In terms of public health, higher coal dependence is a distinct threat. A few months ago (Feb. 3, 2016), a new Greenpeace Southeast Asia report revealed the health impacts of existing coal-fired power plants, estimating some 960 premature deaths each year due to stroke, ischemic heart disease, cardiovascular and respiratory diseases.
If the planned power plants become operational, Greenpeace projects premature deaths may rise to 2,410 yearly — more than double the current number of people dying from coal-related pollution in the Philippines.
Even more seriously, the growing reliance on coal contradicts the principles of the National Framework Strategy on Climate Change. The strategy specifically calls for a national economic shift towards low-carbon, sustainable development that is “imperative for a country and a people aspiring to be resilient in a turbulently changing climate.”
In the long run, broader coal-use negates our quest for intergenerational equity and social justice. More, it runs counter to our anti-poverty rhetoric, including sustainable development for current and future generations.
In many parts of the globe, as documented by the World Future Council and Climate Action Network, leaders are beginning to discover that fighting poverty and protecting the climate go hand in hand. Scaling up renewable energy can benefit development programs by boosting energy access for the poorest and most vulnerable sectors of the population.
It is therefore imperative for us to overcome these policy and program barriers. To resolve them, we must bring together the best minds in our scientific, technological, academic, legal and legislative communities.
At the same time, we must begin to earnestly work on key and related aspects that will define our ability to give flesh to our Paris commitment. Among these are initiatives to scale up low-carbon investments and bold solutions by:
- Providing a central platform for domestic industries and businesses to commit to meaningful climate actions that encourage low-carbon investments.

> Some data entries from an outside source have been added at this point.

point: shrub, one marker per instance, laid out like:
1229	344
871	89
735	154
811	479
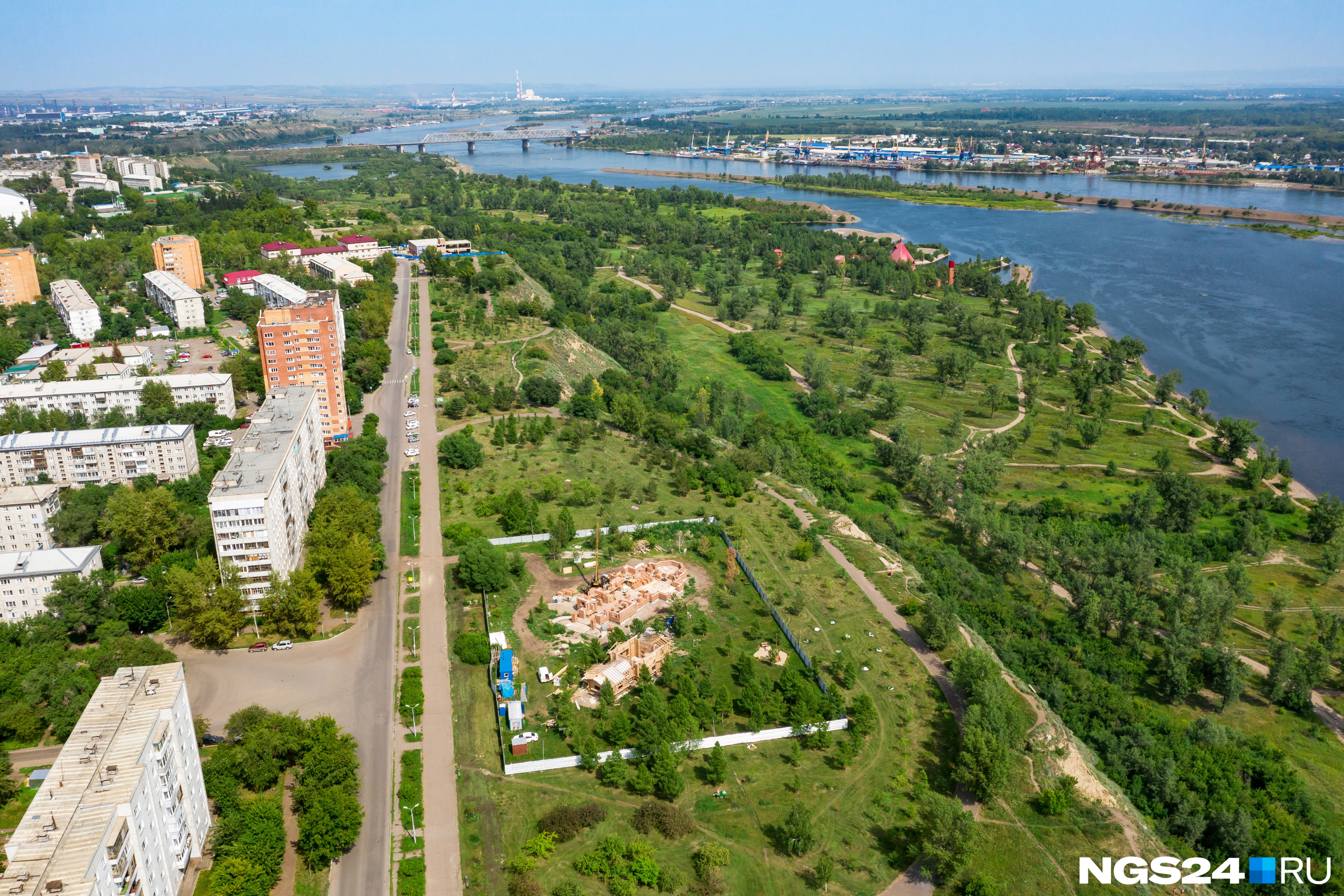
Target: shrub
668	820
568	821
472	648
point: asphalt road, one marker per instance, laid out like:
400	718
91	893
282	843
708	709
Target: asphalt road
350	677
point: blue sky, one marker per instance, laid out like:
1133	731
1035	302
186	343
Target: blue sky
693	45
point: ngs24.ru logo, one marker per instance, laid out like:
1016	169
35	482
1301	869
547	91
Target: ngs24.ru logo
1167	870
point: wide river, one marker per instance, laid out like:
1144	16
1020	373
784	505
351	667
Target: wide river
1256	319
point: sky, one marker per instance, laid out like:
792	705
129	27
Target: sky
694	45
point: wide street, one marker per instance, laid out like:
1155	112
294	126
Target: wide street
353	676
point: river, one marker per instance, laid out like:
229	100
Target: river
1256	319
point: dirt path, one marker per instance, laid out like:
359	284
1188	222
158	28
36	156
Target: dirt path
620	272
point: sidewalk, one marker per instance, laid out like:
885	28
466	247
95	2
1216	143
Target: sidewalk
443	853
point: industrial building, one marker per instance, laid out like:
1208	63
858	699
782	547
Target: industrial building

- Ensuring that our economic planners decouple our prosperity and development from coal and fossil fuel use.
- Planning and legislating carbon pricing, which is the key to unleashing potential investments needed for energy infrastructure development.

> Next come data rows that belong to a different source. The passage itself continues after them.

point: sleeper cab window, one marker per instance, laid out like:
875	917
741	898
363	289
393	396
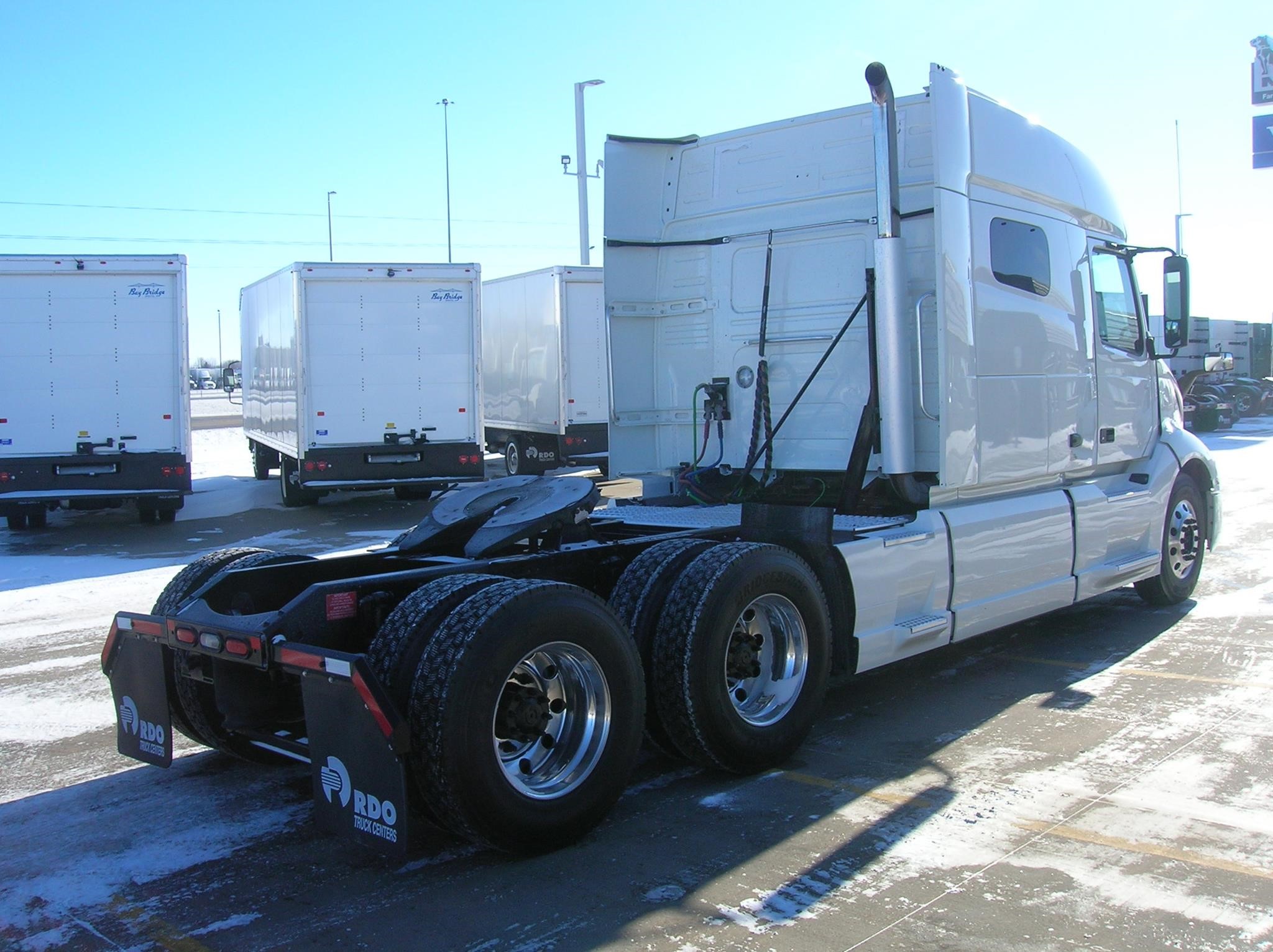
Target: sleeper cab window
1019	256
1116	303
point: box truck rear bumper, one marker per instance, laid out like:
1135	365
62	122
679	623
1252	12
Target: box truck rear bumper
354	739
384	465
102	478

- Creating incentives to reduce emissions in all sectors, alongside a mechanism for trading emission units in global markets.
- Adopting the global environmental disclosure system that enables companies, cities and regions to be transparent and accountable.
A final barrier, perhaps, is our inability to respect the principle of “Common but Differentiated Responsibility,” one of the cornerstones of sustainable development. As an ethic of international environmental law, this principle pervades the United Nations Framework Convention on Climate Change.
The iffy and tenuous nature of our INDC impairs this principle. Our INDC stresses that our total mitigation contribution to the Paris Accord will “necessarily be conditional on the extent of financial resources, technology development and transfer, and capacity building that will be made available to the Philippines.”
Our stance as an independent nation should be to do all that we can do to fulfill our contractual obligations. It smacks of hypocrisy to claim that we will cut emissions by 70 percent – but only if our palms are greased by largesse from the international community.
(Former Secretary of the Department of Environment, Heherson T. Alvarez currently chairs the Advisory Board of the Washington D.C.-based Climate Institute, one of the oldest environmental organizations in the USA. In the Philippines Senate he chaired the Senate Committee on Environment for 10 years, and has successfully negotiated with oil multinationals to introduce unleaded gasoline in the domestic market in 1994. He crafted the Philippines’ National Framework Strategy on Climate Change when he was Vice-Chair of the Philippines’ Climate Change Commission.)